La primera es la imagen de una ciudad cuyos espacios urbanos no han sido diseñados a la medida del hombre. El urbanismo de Los Ángeles, como el de demasiadas urbes modernas, cobra sentido en sí mismo, como expresión de su propia grandeza y desmesura. Su racionalidad, su geometría, no necesitan del ser humano para completar su belleza o su perfección, es más, nuestra presencia, acompañados de nuestros afanes y deseos, en realidad es un elemento de discordancia en esa ciudad ideal, un sobrante que disminuye sus pretensiones y posibilidades de completitud.

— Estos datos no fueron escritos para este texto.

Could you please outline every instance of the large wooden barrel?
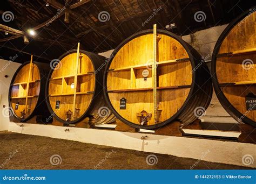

La ciudad que hemos creado no necesita de nosotros, presencias incómodas que apenas somos toleradas en unos recintos diseñados para los dioses y no para las larvas, los parásitos que realmente somos. Esa concepción de la humanidad, como cáncer de la naturaleza, como elemento corruptor y destructor, en clara negación de la alta imagen que de sí mismos tienen los proponentes del neoliberalismo, queda perfectamente ilustrada por el otro hilo conductor de la película. Se trata de todos aquellos lugares donde acaban los desechos que constantemente generamos y de los que pensamos habernos librado, sólo por que otros los recogen y los apartan de nuestra vista. Parajes ocultos e invisibles, pero cuyo crecimiento es cada vez mayor, imparable, hasta el extremo de amenazar invadir los recintos del paraíso artificial en el que creemos haber hecho realidad esos sueños que tampoco son los nuestros.
Basuras, desechos y detritos que en realidad son la mejor expresión de nosotros mismos, el auténtico signo de esa sociedad de consumo en lo que todo se fabrica ya anticuado, destinado al vertedero, y donde nosotros mismos acabaremos siendo basura y desperdicio.
Por mucho que intentemos cotidianizar el lugar de nuestro último reposo, empeño en el que sólo conseguiremos tornarlo más turbador, más repelente.